Albums: 1 with 65 images
1:24
In progress
No Pilot Set (Imai B-2083)
 

Comments

18. April, 17:11
Show 27 previous comments
 
Chaz Gordon I'm in two minds about working with these older kits with mould flash and fit issues.

On the one hand, build is slow and a lot of work. Inevitably, along the way you have to make decisions whether or not to keep some of the smaller details, based on how much work it is to restore them.

On the other hand, it's very satisfying when all of that work pays off, and you've made a low quality kit look good. Particularly as most of these older kits have no modern made equivalent, or at least not an affordable one.
25. April, 14:37
Chaz Gordon Thanks John. Fortunately, this little kit doesn't frustrate too much. There's a lot to be said for making a model of a puppet, total realism isn't what is called for fortunately. For inspiration and "research", I have Thunderbirds playing in the background while I am working on this one. This is also a good test run for the larger kits, I have TBs 1,2,3 & 4 in larger IMAI kits to do at some point, so I am carefully recording my colour choices here to go back to later.
3. May, 12:10
Chaz Gordon Too small for that John, I'm going to paint them. Unfortunately, the kit does not come with Decals for the IR badges on the Sash & Cap, I'm trying to think how I will deal with that, I could print the black part, but trying to cut out a white background decal that small could be a bit of a challenge.. As for the decals for the Vehicles, some will be covered by a raid on my old decals box.
9. May, 09:36
Chris Greathouse Awesome! Have you seen any of the WETA Workshop videos about Thunderbirds? They were the set and model creators for the newer 2015 show (puppet/CG). You can see alot of the work. Youtube Video

 
13. May, 01:22
Chaz Gordon Very. Cool, thanks Chris
13. May, 01:50
Chaz Gordon Really pleased with progress this week on the vehicles. My old decal box yielded up everything I needed, except for white 2s for TB2. All the decals used have been in my decal stash since the 1970s, so I'm quite impressed that they didn't disintegrate.
17. May, 04:49
JD I have been secretly following this all along...F-A-B !
17. May, 05:42
Chaz Gordon Glad you stopped by JD, only the Hood secretly watches International Rescue
17. May, 13:03
Chris Greathouse I love how FAB means nothing as an abbreviation. (although it was used to hype missions... good to go, let's rock, orders understood, etc...)
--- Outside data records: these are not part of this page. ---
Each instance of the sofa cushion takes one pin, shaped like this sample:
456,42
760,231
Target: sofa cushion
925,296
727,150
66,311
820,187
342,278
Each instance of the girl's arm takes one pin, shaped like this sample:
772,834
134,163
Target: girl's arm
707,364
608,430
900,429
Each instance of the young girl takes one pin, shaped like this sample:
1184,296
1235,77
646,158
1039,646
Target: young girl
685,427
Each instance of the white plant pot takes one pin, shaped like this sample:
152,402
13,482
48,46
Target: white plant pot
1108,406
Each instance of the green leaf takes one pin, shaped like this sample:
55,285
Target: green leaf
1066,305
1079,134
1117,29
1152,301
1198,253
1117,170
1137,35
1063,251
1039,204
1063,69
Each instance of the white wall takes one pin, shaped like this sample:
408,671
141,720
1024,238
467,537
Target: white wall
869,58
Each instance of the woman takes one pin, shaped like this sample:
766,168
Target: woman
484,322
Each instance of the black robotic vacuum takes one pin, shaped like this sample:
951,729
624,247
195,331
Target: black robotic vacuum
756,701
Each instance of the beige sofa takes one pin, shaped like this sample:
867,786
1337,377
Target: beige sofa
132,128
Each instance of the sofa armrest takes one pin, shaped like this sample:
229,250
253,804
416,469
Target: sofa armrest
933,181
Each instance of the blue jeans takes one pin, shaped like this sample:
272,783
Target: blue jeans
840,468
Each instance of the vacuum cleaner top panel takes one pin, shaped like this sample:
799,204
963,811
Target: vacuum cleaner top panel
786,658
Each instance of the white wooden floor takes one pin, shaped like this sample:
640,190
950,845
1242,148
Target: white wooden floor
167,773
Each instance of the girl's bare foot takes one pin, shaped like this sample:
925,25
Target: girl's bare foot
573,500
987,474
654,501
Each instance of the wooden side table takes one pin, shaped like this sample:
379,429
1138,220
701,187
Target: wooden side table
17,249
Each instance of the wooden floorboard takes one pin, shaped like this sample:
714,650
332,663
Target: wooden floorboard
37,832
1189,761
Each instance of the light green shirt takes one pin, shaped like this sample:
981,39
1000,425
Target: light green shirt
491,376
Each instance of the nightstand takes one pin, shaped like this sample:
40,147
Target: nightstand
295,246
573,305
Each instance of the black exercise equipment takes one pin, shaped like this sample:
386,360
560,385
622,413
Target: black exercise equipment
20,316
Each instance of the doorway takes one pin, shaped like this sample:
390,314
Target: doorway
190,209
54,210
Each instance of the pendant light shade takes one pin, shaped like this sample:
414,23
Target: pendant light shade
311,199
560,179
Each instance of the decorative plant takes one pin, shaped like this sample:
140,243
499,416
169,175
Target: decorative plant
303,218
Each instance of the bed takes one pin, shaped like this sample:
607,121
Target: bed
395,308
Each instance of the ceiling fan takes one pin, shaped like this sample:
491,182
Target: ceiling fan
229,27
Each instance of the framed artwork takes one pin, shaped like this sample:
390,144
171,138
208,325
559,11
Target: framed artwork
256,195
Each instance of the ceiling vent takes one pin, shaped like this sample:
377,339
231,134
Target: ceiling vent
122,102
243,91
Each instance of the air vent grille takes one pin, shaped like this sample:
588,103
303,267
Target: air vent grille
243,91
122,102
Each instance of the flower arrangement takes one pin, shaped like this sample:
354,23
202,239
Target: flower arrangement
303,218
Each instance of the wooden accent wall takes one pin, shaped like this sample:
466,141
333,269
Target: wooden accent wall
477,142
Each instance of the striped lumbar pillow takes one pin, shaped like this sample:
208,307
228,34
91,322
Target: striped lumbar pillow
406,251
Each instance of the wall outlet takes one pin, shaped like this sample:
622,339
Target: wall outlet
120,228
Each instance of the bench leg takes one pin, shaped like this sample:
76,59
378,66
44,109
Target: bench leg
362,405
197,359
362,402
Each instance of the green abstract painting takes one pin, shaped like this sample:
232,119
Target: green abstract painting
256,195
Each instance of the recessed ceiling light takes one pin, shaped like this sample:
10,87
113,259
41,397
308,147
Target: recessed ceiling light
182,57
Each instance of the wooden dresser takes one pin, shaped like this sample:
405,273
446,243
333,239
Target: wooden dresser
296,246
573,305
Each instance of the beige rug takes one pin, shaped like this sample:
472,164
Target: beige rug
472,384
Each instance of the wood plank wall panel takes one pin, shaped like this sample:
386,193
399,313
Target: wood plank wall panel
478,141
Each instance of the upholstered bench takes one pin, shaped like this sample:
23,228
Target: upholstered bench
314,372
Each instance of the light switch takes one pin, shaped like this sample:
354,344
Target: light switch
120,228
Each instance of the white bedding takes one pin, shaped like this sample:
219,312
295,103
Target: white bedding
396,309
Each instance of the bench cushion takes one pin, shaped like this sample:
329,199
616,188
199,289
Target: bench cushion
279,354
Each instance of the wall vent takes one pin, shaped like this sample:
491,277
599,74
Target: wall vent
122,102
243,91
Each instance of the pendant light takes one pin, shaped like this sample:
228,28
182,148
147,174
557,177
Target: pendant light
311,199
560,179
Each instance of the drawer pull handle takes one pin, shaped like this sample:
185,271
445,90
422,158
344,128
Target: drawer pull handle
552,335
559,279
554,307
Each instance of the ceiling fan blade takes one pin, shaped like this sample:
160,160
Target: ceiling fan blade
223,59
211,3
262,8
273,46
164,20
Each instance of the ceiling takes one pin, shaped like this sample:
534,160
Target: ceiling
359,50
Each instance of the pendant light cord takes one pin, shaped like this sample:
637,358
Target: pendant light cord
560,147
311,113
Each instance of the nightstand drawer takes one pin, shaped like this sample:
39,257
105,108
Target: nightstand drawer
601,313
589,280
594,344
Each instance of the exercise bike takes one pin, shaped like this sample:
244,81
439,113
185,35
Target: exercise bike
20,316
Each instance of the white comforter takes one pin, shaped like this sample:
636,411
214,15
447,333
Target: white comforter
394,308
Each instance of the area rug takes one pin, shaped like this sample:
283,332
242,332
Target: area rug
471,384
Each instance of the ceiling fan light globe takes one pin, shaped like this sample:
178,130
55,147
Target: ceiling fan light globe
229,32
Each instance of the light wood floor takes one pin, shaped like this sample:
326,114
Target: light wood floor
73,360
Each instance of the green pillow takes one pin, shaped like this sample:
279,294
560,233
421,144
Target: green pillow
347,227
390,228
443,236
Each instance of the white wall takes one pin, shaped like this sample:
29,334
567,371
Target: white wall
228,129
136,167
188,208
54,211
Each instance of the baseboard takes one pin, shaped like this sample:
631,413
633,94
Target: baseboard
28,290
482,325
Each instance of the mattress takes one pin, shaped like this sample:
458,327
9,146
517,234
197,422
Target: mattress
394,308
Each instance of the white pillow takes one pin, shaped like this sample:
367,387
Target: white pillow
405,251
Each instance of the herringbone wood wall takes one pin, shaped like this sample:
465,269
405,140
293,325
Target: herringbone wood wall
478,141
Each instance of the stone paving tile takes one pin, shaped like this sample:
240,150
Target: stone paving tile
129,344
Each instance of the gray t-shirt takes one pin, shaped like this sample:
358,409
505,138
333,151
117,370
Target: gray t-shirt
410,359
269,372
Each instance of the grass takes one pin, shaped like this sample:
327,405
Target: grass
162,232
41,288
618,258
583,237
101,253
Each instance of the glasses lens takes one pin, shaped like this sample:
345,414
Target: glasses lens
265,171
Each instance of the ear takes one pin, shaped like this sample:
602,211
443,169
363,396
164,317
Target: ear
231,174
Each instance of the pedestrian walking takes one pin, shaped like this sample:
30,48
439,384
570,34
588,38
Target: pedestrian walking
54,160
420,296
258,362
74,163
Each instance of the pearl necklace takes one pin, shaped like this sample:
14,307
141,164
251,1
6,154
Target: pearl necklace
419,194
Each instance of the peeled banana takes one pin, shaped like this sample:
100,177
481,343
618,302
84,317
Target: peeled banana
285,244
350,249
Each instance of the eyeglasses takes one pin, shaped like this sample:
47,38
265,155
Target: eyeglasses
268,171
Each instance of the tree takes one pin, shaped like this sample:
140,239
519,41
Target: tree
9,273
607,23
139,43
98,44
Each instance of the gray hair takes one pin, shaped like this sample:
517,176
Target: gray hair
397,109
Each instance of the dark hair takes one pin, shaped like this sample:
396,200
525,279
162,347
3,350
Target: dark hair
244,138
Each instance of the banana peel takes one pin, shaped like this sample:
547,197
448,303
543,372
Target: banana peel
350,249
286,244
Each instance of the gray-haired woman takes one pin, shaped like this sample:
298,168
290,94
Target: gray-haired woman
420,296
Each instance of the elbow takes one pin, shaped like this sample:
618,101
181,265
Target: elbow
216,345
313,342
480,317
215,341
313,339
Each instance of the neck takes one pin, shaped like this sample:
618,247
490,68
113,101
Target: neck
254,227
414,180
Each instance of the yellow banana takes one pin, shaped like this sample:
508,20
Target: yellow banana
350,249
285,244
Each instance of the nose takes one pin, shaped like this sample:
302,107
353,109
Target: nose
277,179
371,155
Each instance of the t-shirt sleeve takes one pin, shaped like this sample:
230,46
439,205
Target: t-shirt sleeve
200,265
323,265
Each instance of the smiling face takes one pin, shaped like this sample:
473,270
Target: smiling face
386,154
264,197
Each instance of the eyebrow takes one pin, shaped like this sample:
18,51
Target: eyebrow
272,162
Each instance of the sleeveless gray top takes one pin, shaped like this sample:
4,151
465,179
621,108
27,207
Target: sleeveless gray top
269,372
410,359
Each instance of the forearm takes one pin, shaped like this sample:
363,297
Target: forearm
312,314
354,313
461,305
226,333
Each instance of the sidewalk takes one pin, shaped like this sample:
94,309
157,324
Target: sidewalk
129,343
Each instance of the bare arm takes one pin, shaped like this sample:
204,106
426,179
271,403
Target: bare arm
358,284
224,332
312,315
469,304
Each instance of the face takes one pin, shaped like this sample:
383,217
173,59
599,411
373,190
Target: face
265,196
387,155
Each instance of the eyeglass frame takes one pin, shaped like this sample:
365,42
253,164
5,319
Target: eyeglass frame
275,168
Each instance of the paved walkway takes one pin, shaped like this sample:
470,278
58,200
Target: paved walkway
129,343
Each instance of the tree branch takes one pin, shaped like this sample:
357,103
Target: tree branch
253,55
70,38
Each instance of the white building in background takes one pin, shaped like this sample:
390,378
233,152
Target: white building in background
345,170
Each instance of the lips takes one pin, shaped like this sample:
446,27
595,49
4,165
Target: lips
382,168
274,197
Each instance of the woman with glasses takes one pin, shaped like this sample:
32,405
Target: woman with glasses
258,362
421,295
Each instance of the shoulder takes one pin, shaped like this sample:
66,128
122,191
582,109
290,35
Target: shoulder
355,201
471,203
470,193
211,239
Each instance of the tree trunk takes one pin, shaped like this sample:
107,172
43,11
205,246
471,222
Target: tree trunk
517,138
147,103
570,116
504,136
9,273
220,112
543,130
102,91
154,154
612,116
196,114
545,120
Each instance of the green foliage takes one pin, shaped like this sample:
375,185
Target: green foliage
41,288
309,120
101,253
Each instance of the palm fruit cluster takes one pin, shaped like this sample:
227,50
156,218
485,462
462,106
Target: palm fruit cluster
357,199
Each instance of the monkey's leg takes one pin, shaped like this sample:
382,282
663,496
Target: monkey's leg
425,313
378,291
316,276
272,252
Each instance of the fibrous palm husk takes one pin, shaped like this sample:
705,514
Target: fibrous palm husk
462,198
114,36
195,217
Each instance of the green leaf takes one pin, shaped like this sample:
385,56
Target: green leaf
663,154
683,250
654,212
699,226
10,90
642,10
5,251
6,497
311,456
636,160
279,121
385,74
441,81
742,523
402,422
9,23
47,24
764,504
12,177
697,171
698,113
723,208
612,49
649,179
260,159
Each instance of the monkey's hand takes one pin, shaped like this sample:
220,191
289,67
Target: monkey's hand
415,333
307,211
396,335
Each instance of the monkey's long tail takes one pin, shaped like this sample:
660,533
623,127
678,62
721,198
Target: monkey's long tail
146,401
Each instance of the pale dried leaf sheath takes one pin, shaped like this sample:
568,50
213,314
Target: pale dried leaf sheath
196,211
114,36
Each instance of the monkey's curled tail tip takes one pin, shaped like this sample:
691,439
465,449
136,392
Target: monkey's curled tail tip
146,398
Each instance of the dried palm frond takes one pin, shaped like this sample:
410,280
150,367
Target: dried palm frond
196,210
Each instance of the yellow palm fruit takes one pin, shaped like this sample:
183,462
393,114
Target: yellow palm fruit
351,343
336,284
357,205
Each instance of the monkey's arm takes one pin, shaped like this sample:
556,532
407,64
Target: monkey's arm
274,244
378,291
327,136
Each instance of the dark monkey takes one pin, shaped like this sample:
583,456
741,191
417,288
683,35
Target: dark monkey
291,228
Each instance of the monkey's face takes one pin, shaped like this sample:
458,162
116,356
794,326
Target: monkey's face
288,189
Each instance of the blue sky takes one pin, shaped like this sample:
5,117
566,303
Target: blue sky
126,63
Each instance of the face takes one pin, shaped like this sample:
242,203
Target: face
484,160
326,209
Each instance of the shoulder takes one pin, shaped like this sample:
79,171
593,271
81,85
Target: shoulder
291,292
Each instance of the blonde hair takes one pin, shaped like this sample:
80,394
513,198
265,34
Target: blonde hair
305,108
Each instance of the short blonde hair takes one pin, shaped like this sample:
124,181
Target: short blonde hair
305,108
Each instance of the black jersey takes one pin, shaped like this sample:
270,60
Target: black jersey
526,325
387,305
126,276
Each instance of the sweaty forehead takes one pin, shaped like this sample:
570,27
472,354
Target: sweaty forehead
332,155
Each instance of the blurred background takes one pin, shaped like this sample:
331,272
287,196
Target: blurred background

Not to threadjack but one of my favorite acronyms is from Stargate... The device the team uses to open the stargate from offworld is called a GDO... it literally means Garage Door Opener as said by the producers and the acronym was created as a joke, but it stuck around in the script, and became official Stargate lingo. :D
17. May, 18:59
Chaz Gordon I believe that GDO was explained in-show at one point. Don't sweat the thread jacking, I doubt we'll see much SG-1 Discussion on an SG-1 thread here any time soon, as far as I can see there are no officially licenced kits, and just a handful of Resin & 3D Print offerings around. It's a shame, some Sci-Fi series get hardly anything, some get offerings like the Imai kits here, then others are bombarded with choice like Trek & Wars. Sadly not much affordable out there for Andromeda, Babylon 5, Firefly, Lexx, Red Dwarf, and even Dr Who is pretty limited. Sadly it looks like the BBC isn't one for licensing plastic Kits, there was the Comet Miniatures Blakes 7 (I have one) and Dr Who tie ups, and a couple of Airfix Dr Who, but not much else Mainstream.
17. May, 23:44
JD What can you say about Gerry and Sylvia Anderson? They're the main reason I love models and miniatures and sci-fi and other cool kid stuff..watching Space 1999 back in the 70's with my Dad before Star Wars was even a thing...Stand by for Action!
18. May, 01:07
Chris Greathouse You guys are so old. :P
18. May, 02:23
Chaz Gordon Thanks Chris, so kind of you to point it out.
18. May, 22:58
JD Hah, we're old but you knew what F-A-B meant! Nerd! :P
18. May, 23:59
Chaz Gordon Or didn't mean, as it goes.
19. May, 00:17
19. May, 00:48
Chaz Gordon A lot more progress, pilots are near ready for facework and details. Just having trouble with the orange on Gordon's sash, tried some tamiya gloss, may go back and flat and repaint
21. May, 01:27
JD Any ideas on how you will display the IR team?
21. May, 05:05
Chaz Gordon As they are self contained with their own display bases, I will initially display in my cabinet on those bases. When I have more space, I may put them on a plinth with the Pilot pictures from the show on a background
21. May, 07:30
21. May, 08:32
Chaz Gordon No Pics yet, but I've been experimenting with a couple of different techniques with this model/game air paint. I am now applying from the brush as a kind of controlled transfer of liquid rather than brushing on the paint. This allows the paint to self level for a good coverage and lack of brush marks. It's tricky, because if you get it in the wrong place, it will flow where it shouldn't be, and it takes ages to dry, but the results are great.
I am finding that some colours in the range are quite transparent and difficult to get coverage with a brush. I was surprised to find this with the Dark Blue that I used on the Base for TB5. I ended up flowing the paint onto the model directly from the eyedropper bottle, allowing the dropper tip to contact the plastic in front of the paint edge, letting the paint flow out instead of dropping out. This gave a good finish, but I was concerned about runs.
I'm working on details at the moment, and the Communicators (I think that's what they are) that they carry on their belts should be orange and blue. Both colours with high transparency, but in places that will flow the paint where you don't want it. Probably touch up over the excess later. Fortunately the Electric Blue on their uniforms is highly opaque.
22. May, 10:41
Chaz Gordon I have some micromask from microscale, and some vallejo liquid mask, the vallejo comes off easiest in one piece, but it's no good if you need to cut it if you get some where you don't want it, and the surface tension is too high (or is it too low?) it'll climb raised edges and pool in corners. The Micromask goes on much better and doesn't climb, plus it doesn't tear when cut, but when painted, comes off in crumbs. both clean off brushes fairly well with water.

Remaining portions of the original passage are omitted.